Maybe they could put the bigger room on a six-month-rota basis, she decided as Phil, Daquon and Mikey took their leave, each of them lining up to kiss her hand, look deep into her eyes and express the desire to see her again very soon.

‘It’s weird, but normally that kind of chat from men makes me want to rip them a new one,’ she remarked to Guy and Pippa as she set about making them dinner. ‘But those boys are so obviously harmless that I didn’t really mind.’

‘Do you still hate all men?’ asked Guy. It had been a little while since they’d last had a catch-up.

‘Mattie is taking time out from relationships to work on herself,’ Pippa said loyally. She knew exactly why Mattie had good reason to hate all men. Or one man in particular. ‘Not that Mattie needs to do a lot of work on herself, but I think we can all benefit from an opportunity for personal growth.’

‘Thanks, Pips. And I don’t hate all men, Guy.’ Mattie considered her brother’s question as she grated extra-mature cheddar for the twice-baked cheese soufflés she was going to serve with a warm salad. ‘I don’t hate you and anyway, I haven’t met all the men in the world yet, have I? There must be four or five that aren’t hateful.’

‘Do you hate Tom?’ Guy asked in a whisper. ‘You’re certainly not very nice to him.’

‘I am,’ Mattie said, though all the evidence suggested otherwise. ‘He’s not very nice to me.’

‘It’s the chicken and egg, really. Who wasn’t nice to whom first?’ Guy stared at Mattie without blinking. Pippa tilted her head and looked at Mattie too, as if she was disappointed in her, so Mattie felt forced to put down her grater with a beleaguered air and flounce out of the kitchen to knock gently on the door of Tom’s room.

‘Do you want dinner?’ she called out, while silently praying that he’d say no. ‘I can easily make enough for four.’

There was silence and Mattie wondered if Tom had been crushed between the wall and his huge kingsize bed. ‘I’m all right,’ he called back finally. ‘I had a very late breakfast panini.’

‘Yeah, of course you did,’ Mattie muttered under her breath, going back into the kitchen so she could stand there with her hands on her hips and demand, ‘Happy now?’

‘Deliriously,’ Guy drawled back. ‘I’d be even happier if I didn’t have to drive Ma’s car back so I could have another glass of wine.’

Although she begged them to stay, Guy and Pippa left as soon as they’d cleared the last smear of apple and blackberry crumble from their bowls. After she’d locked the shop door behind them, she very slowly and very unwillingly retraced her steps back to the flat.
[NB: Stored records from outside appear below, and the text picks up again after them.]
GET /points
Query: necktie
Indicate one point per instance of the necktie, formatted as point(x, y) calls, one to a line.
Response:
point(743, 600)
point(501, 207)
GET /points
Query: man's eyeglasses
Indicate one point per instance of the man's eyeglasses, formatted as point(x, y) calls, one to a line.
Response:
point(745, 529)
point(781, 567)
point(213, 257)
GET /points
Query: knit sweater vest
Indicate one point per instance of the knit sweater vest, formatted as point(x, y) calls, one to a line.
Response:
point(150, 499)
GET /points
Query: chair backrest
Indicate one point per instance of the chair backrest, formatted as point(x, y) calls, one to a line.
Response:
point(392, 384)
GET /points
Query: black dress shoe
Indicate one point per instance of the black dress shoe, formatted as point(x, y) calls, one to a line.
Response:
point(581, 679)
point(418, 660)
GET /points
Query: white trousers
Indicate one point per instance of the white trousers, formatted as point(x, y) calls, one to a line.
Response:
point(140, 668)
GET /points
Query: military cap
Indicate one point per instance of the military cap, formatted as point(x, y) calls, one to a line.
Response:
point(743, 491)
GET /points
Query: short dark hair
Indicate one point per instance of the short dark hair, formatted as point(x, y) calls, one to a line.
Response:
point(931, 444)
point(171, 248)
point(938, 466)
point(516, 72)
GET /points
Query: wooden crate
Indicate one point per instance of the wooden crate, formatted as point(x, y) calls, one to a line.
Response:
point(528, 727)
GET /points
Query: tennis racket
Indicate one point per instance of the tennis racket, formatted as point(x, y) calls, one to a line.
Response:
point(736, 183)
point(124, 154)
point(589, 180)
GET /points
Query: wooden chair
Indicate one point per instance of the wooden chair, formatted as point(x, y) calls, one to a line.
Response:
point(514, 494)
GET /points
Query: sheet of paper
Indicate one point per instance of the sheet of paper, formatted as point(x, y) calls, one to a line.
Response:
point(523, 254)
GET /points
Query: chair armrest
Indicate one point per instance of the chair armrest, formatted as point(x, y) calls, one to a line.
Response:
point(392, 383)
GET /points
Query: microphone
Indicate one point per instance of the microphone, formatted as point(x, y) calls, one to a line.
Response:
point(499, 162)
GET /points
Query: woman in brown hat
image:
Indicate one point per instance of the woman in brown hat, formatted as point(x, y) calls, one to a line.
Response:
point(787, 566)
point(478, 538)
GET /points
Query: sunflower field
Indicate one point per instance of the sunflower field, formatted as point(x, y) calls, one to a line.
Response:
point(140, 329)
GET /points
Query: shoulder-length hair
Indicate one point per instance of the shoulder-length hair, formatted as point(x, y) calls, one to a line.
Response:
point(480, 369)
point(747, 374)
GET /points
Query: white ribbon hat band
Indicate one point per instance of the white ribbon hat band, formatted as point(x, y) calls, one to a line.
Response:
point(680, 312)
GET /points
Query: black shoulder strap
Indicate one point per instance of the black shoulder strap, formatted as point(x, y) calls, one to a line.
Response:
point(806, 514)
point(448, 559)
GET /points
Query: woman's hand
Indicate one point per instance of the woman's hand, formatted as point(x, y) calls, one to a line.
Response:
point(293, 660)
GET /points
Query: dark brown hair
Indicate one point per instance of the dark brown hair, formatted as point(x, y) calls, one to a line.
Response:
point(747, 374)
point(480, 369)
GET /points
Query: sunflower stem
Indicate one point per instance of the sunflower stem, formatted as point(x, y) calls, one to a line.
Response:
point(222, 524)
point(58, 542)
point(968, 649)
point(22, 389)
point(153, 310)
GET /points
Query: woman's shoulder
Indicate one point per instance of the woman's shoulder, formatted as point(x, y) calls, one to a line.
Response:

Tom was in the kitchen with a tin of baked beans and a loaf of sliced white. ‘I was just making dinner,’ he said defensively as if Mattie had asked him what the hell he thought he was doing. Then he opened the tin of baked beans in a very passive-aggressive manner, sighing and shaking his head and generally acting as if both tin opener and tin had done him wrong.

‘Well, you know where I am if you need me,’ Mattie said, exiting the kitchen as fast as she could. But just before she shut the door of the room that they’d fought so bitterly about, she heard Tom say to himself in withering tones, ‘What on earth would I need you for?’